The eccentric French sleep tracker has been looking for a way to be truly useful. By teaming up with Nest, it may just have found one. Now, when Aura detects you're trying to doze off, it tells Nest to dial down the temperature to about 21 degrees C, the optimum for restful sleep. When you wake in the morning, it lets Nest know to return to its normal setting, as you awake from your slumbers to Aura's highly curious selection of chill-out-electronica-styled alarm tones and funnel filled of bright blue lights.
…And speaking of devices in search of a use… Misfit's Flash watch/tracker can now control its Bolt lightbulb. Multiple presses of Misfit's face will turn the bulb on and off, and even fade it up and down, in steps. Yeah, okay, it's maybe not the most advanced, sophisticated or seamless example of wearable/home tech interaction we've yet seen, but any kind of control from your wrist definitely beats having to fish out your phone every time. The bulbs are £39, last “for 20 years” - make sure you keep those receipts - and will be out June-July.
The Mio range
“Accuracy is absolutely key for us,” says Mio CEO Liz Dickinson. “You know, 50% of the U.S. population 20+ is interested in fitness. That's a huge market. I was very happy to see those figures. Just look at how the market's moving: even Fitbit seems to be moving away from its core market and positioning itself for the serious sport market…
The biggest selling wearable in the world is still strap-on heart rate monitors! We have a core proposition of accurate heart rate monitoring and accurate step counting. We don't get into all these other areas. Well, not yet.
“You have brands saying, 'Our device is accurate enough for our consumer.' That's an insult to their consumers!"
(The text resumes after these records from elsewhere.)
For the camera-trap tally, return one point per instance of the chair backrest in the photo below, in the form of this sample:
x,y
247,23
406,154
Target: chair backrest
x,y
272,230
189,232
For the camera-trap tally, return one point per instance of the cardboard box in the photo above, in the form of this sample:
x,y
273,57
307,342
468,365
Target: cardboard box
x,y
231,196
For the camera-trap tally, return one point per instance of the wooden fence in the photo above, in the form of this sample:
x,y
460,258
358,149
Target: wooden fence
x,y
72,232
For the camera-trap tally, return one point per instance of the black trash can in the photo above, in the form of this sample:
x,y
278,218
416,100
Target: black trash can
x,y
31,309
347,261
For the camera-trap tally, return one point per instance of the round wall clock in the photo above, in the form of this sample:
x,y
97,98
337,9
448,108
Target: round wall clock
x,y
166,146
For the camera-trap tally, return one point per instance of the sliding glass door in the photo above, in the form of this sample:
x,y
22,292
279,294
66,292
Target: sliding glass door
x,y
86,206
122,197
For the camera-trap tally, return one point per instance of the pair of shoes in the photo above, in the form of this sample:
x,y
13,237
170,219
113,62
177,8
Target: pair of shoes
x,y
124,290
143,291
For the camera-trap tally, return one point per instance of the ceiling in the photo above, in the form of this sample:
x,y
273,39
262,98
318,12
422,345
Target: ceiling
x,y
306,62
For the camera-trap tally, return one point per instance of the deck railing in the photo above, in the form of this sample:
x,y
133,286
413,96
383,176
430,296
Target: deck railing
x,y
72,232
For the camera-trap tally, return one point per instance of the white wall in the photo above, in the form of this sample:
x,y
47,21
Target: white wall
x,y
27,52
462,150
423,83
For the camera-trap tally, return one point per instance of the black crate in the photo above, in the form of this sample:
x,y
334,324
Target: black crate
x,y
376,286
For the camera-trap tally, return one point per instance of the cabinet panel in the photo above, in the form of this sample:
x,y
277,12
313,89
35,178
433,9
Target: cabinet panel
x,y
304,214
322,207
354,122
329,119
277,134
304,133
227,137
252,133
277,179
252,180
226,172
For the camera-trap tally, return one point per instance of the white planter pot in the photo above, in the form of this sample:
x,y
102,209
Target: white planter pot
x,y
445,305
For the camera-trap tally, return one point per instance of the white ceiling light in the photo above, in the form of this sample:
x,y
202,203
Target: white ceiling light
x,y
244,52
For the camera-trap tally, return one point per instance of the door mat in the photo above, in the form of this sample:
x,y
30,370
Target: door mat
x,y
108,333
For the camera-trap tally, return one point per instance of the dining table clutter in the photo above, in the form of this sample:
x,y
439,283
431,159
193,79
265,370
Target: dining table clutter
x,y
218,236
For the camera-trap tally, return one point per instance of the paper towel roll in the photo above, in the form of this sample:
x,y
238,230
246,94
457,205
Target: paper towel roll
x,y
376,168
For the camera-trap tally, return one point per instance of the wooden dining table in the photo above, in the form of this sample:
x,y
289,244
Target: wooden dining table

She's not convinced Apple Watch is going to be a competitor so much as an accidental enabler: ”Who's going to go running through the forest in an Apple Watch? But it'll build the market and the App Store will fuel innovation. You know what? I'd love to have a fitness device that anyone could develop apps for.”
SPT Game Traka
This GPS tracker was shown to us by a very butch Aussie guy. Placed in a rather “man-bra” style harness, it's worn by sportsmen (and women, although they have to wear it over their actual bra) as they run, train and play team sports. It lets coaches know how far they've run, and how fast.
Perhaps most interestingly, stats on speed, distance, acceleration and so on are combined via an “algorithm that's widely recognised in Australia” to give an all-encompassing “Intensity” score for easy comparison, so the hairdryer treatment can be applied to shirkers.
Game Traka sits above your basic off-the-shelf fitness tracker but below the pro-grade likes of Firstbeat (who were also here showing off their wares). It's for ferociously competitive amateurs, basically - in other words, Australians.
This, obviously, is a Samsung Gear S, but here as workwear. TBS is rolling out a pilot scheme with Heathrow airport, following on from its existing phone and tablet apps, to use Gear Ss as an ultra- convenient way to warn airport staff of passengers overloading gates, impending bad weather and much more, via simple pushed messages and graphical representations of what gates are and are not open.
TBS is also trialling schemes for retail staff to check stock levels and money-off deals instantly, and to monitor the well-being/work-rate of security staff on their rounds. In short: people with stressful jobs now have one more consolation: sweet, sweet wearable work tech.